During a pause in the gardening frenzy yesterday the five-year-old sat with me to talk about Grandpa’s grave.
“Are you putting a rip there?” he asked.
Rip?
“Do you mean R.I.P., a sign?”
“Not a sign,” he said, and tried to convey the shape he meant.
Ah, a tombstone. Rest in Peace. Straight out of some cartoon he’d seen, I guessed.
“Well, yes, sure we can do that. Grandpa would like that.”
Pickling and Fermenting
At the Community Building this Saturday, June 3 the LBG (L’ville Business Group) sponsors a pickling class from 9 – 11 a.m. followed by a class in fermenting vegetables, making yogurt, and more from 11:30 – 1:30. The cost for each class is $20; order tickets online or contact Jane Liedtke by email or phone, 323-1837. All proceeds go to scholarships for Lincolnville students.
Scholarship Fundraiser
The LBG has a scholarship fundraiser planned for June 20 at the Whales Tooth Pub. Mark your calendars!
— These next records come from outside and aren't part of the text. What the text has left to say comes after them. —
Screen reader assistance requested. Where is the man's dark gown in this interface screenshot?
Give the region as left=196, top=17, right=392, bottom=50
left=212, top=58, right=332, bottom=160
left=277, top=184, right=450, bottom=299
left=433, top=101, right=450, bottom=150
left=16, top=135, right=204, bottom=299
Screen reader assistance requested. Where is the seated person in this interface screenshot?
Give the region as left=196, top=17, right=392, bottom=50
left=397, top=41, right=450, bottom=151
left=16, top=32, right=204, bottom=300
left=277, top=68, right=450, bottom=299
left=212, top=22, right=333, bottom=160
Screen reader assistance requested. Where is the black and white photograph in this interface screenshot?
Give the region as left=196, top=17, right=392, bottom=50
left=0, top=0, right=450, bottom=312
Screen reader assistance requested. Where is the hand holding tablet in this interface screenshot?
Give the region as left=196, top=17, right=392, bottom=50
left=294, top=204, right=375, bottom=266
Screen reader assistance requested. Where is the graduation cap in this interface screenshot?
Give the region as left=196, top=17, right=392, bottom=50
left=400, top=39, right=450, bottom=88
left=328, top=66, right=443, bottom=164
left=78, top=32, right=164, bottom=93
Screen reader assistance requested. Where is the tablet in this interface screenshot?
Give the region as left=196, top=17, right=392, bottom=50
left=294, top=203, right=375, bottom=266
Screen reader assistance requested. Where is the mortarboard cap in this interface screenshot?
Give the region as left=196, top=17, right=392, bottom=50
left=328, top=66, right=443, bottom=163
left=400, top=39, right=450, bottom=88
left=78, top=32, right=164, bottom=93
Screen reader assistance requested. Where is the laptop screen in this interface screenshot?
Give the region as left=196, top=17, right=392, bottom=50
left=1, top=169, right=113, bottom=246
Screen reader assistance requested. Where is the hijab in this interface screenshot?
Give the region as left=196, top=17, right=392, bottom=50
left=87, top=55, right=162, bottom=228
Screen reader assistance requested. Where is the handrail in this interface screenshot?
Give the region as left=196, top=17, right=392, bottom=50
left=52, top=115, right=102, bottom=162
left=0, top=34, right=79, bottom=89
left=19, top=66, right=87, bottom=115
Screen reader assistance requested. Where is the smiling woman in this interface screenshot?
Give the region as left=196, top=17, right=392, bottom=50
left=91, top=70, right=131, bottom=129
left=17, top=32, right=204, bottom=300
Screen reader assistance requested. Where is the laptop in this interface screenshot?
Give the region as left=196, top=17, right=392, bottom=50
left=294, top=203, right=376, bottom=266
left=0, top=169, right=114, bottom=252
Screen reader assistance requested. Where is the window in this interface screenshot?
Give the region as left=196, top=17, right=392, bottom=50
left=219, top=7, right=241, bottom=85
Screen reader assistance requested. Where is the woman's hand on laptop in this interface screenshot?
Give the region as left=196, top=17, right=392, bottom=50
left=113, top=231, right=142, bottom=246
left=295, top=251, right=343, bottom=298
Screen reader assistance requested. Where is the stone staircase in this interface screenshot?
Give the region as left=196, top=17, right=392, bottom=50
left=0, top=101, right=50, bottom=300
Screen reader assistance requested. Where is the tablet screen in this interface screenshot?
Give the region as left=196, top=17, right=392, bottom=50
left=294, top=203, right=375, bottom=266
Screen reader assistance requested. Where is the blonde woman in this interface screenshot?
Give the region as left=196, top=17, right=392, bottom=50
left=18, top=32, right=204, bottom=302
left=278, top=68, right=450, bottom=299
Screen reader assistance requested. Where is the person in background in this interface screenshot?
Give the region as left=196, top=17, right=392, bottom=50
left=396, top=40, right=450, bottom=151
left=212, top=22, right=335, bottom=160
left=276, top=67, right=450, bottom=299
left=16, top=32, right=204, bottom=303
Lincolnville’s MOFGA Connection
Many of us are affected by MOFGA (Maine Organic Farmers and Gardeners Associaiton) in one way or another. You may look for organically grown foods in the grocery store, or make it out to the Common Ground Fair every September. If you’re a member you receive their publication every four months, Maine Organic Farmer and Gardener; Lincolnville’s Jean English has been the editor for many years, as well as contributing writing and photography to it.The tabloid size newspaper format includes editorials, news on the organic growing front from the state and around the country, articles about farmers, recipes, how-to-do its, and scientific information and research.
As I wrote Jean the other day “I just sat down with my breakfast — a salad made with my own lettuce, mustard, scallions, asparagus, and lovage (plus Mr. Hannaford’s red pepper, blue cheese and a bit of ham) and ate it while reading your wonderful article about the Yentes brothers and their farm in Monroe.
“I’ve never told you how much I appreciate the MOFGA news and the work you’ve done all these years to make it so informative, lively, and important to all of us gardening and farming in Maine. Well, this morning, polishing off both my salad and your article I just had to tell you….
“Thank you thank you! We have such a rich life here, and you and MOFGA are a big part of it.” If you too feel enriched by MOFGA’s work, tell Jean next time you see her.
LBB Pick of the Week
“There is a large turtle on the left side of the road – 1/4 mile from Drakes on the Beach Road, heading toward the Beach. Not sure if it plans to cross the road but just be aware if you travel that way. Thanks … ”
Aren’t you glad to live in a place that sends out turtle-in-the-road alerts?? And, to play off a comment by Arif, our Curry King, a place that tries to find new homes for orphaned baby squirrels? In fact, a place that has a Curry King. Yes, we have a rich life here, if we take the time to see it.